Para aliviar el malestar de un amigo

Temprano en la mañana leo el correo de un amigo. Las primeras líneas me alertan de algún problema grave, algo que requiera mis mejores dotes de consejero: «Tengo un encabronamiento arriba que solo puedo compartirlo contigo».

Me apresto a leer sobre peleas entre novios, sobre algún altercado familiar, o algo por el estilo. Pero la segunda línea me pone de lleno al tanto de su malestar: «Acabo de escuchar en el noticiero del Mediodía, que el Santiago de Cuba ha mejorado».

Y entonces me pone al tanto de las maravillosas estadísticas oficiales que dicta el noticiero: de los 27 ruteros nuevos, de las 10 Dianas y las guaguas biplanta, etc. Luego, me habla de su verdad, la del día a día viviendo en uno de los centros urbanos de la ciudad.

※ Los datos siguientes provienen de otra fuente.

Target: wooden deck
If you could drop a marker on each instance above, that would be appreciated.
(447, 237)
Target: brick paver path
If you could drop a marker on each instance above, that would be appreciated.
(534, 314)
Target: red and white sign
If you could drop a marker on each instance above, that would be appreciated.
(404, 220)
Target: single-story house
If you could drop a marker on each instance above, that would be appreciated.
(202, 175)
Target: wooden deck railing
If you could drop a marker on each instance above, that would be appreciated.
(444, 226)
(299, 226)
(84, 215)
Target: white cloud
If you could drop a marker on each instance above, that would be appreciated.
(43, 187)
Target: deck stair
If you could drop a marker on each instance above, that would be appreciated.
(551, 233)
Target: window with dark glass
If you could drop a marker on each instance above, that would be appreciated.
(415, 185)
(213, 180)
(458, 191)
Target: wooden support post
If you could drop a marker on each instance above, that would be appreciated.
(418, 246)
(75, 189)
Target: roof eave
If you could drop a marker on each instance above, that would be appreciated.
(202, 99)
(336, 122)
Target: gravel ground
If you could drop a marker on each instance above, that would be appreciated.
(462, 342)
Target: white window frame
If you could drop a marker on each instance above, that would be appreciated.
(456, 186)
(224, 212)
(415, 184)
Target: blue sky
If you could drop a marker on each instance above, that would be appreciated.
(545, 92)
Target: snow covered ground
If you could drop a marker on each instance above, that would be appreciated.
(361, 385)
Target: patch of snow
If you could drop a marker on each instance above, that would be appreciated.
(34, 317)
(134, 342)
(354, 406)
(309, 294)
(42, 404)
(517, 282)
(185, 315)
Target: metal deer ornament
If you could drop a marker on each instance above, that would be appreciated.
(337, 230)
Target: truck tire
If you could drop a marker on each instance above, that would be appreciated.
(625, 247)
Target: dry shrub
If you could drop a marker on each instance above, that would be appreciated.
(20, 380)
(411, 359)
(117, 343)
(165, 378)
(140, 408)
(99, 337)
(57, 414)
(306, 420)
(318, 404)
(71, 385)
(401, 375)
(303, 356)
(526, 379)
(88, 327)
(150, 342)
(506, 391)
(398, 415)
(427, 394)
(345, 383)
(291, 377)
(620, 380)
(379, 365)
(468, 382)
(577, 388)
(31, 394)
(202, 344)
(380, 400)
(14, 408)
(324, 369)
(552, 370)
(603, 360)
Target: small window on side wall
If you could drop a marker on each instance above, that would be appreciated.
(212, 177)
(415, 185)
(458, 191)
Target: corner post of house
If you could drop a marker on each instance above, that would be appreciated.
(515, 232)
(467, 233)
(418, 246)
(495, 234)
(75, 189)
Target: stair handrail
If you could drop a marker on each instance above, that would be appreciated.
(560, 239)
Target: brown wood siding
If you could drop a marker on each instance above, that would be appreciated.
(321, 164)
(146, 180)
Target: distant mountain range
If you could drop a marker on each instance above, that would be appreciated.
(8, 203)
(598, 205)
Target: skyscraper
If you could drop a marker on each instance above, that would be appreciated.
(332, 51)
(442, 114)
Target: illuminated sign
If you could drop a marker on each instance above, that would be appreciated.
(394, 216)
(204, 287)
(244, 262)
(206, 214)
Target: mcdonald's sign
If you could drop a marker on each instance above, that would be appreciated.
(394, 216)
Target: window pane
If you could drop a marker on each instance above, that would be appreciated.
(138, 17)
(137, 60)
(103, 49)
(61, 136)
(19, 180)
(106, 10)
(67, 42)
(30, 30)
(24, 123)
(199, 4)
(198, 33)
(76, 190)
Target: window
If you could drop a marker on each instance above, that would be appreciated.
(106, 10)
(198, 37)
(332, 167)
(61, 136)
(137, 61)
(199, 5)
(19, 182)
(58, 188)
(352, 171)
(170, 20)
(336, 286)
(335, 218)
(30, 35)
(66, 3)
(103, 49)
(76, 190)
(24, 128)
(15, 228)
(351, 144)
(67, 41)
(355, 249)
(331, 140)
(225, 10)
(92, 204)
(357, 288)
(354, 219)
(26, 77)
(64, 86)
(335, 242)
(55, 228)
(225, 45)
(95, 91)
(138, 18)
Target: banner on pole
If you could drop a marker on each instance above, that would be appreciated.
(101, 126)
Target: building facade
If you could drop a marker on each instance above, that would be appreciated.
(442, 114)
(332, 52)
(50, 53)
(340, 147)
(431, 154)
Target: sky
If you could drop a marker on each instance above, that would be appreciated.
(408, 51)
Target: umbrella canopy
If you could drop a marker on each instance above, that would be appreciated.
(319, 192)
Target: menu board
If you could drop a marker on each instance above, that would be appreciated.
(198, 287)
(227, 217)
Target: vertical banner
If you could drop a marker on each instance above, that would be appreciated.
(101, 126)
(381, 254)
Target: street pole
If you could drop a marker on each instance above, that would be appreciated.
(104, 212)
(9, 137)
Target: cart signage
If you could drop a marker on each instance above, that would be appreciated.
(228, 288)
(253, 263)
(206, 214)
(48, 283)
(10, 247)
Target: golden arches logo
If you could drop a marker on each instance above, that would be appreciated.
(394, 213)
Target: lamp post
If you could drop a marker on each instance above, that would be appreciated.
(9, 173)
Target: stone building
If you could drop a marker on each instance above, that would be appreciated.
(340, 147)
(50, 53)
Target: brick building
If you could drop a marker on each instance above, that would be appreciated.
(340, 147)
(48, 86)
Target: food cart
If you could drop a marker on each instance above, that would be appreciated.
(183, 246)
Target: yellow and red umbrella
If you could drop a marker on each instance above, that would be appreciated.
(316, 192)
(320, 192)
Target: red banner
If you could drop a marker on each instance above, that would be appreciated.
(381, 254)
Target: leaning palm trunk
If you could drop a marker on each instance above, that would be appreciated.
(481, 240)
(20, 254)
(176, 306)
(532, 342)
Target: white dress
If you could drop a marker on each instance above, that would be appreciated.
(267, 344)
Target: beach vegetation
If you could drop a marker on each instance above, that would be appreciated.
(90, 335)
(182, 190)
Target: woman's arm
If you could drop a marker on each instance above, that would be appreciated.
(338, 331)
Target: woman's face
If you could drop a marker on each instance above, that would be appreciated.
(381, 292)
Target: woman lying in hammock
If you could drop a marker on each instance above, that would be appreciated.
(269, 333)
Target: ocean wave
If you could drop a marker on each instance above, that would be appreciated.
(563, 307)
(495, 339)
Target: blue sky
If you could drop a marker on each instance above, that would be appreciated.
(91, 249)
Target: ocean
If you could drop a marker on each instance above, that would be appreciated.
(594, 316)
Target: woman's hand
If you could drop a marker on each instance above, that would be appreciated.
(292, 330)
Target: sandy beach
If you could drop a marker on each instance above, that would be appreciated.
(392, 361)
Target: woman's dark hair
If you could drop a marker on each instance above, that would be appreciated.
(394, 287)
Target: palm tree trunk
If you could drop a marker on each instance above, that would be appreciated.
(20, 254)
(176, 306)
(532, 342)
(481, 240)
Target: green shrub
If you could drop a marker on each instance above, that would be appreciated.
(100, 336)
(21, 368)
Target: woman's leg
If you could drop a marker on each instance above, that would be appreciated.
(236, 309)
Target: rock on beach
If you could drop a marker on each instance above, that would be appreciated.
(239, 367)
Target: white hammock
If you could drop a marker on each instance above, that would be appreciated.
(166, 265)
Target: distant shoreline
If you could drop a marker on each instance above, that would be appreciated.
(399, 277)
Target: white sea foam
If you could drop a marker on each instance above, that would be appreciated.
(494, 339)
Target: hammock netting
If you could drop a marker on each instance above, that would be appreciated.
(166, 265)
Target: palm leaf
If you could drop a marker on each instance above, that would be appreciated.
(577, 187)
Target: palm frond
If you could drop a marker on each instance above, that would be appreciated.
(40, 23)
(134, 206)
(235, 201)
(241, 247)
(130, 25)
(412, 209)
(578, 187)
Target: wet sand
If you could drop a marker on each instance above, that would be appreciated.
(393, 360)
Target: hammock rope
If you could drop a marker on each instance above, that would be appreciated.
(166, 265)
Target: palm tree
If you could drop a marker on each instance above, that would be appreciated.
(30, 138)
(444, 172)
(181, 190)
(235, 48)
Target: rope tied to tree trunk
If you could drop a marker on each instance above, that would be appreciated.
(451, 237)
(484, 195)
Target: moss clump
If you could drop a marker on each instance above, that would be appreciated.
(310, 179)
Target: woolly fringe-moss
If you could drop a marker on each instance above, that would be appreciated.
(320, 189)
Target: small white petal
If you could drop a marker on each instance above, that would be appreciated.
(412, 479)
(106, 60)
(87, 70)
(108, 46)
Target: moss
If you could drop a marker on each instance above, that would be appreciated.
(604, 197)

Me habla de las colas en las paradas, de las carreras detrás de los pisa-y-corre, de la amiga que desistió de ir al trabajo porque «que esto es por gusto». Me habla, y vuelvo a sentir por sobre el frío mensaje electrónico, el malestar que lo embarga cuando me dice: «y entonces viene a insultarme en la cara con ese reportaje».

Leo temprano este correo de mi amigo, y no tengo más palabras que decirle que escribiré esta crónica para mi blog, para que su malestar no quede en un mensaje electrónico.